Have I decoded the patch correctly?

        if (symbol_conf.prefer_latency) {
                if (symbol_conf.cumulate_callchain)
                        keys = prefix_if_not_in("latency_children", keys);
                else
                        keys = prefix_if_not_in("latency", keys);
        } else {
                if (symbol_conf.cumulate_callchain)
                        keys = prefix_if_not_in("overhead_children", keys);
                else
                        keys = prefix_if_not_in("overhead", keys);
        }

If I decoded the patch correctly, it's not what we want.
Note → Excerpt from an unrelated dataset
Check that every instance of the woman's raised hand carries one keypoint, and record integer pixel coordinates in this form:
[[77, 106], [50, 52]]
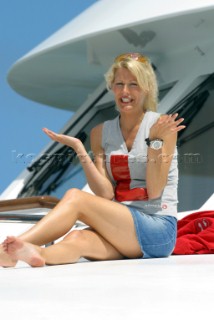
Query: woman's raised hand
[[166, 125], [72, 142]]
For the default prefer_latency case we also want to add overhead, that
was intentional for the --latency preset. It does not harm, and allows
to see/compare differences in latency and overhead.
Again, if a user wants something custom, there is no way to second
guess all possible intentions. For non-default cases, we just let the
user say what exactly they want, and we will follow that.

"latency" should be added even if cumulate_callchain.

For the !prefer_latency case, we don't want to mess with
overhead/latency fields if the user specified any of them explicitly.
Otherwise this convenience part gets in the user's way and does not
allow them to do what they want. User says "I want X" and perf says
"screw you, I will give you Y instead, and won't allow you to possibly
do X".

And see above: -F does not work with --hierarchy, so this part is unskippable.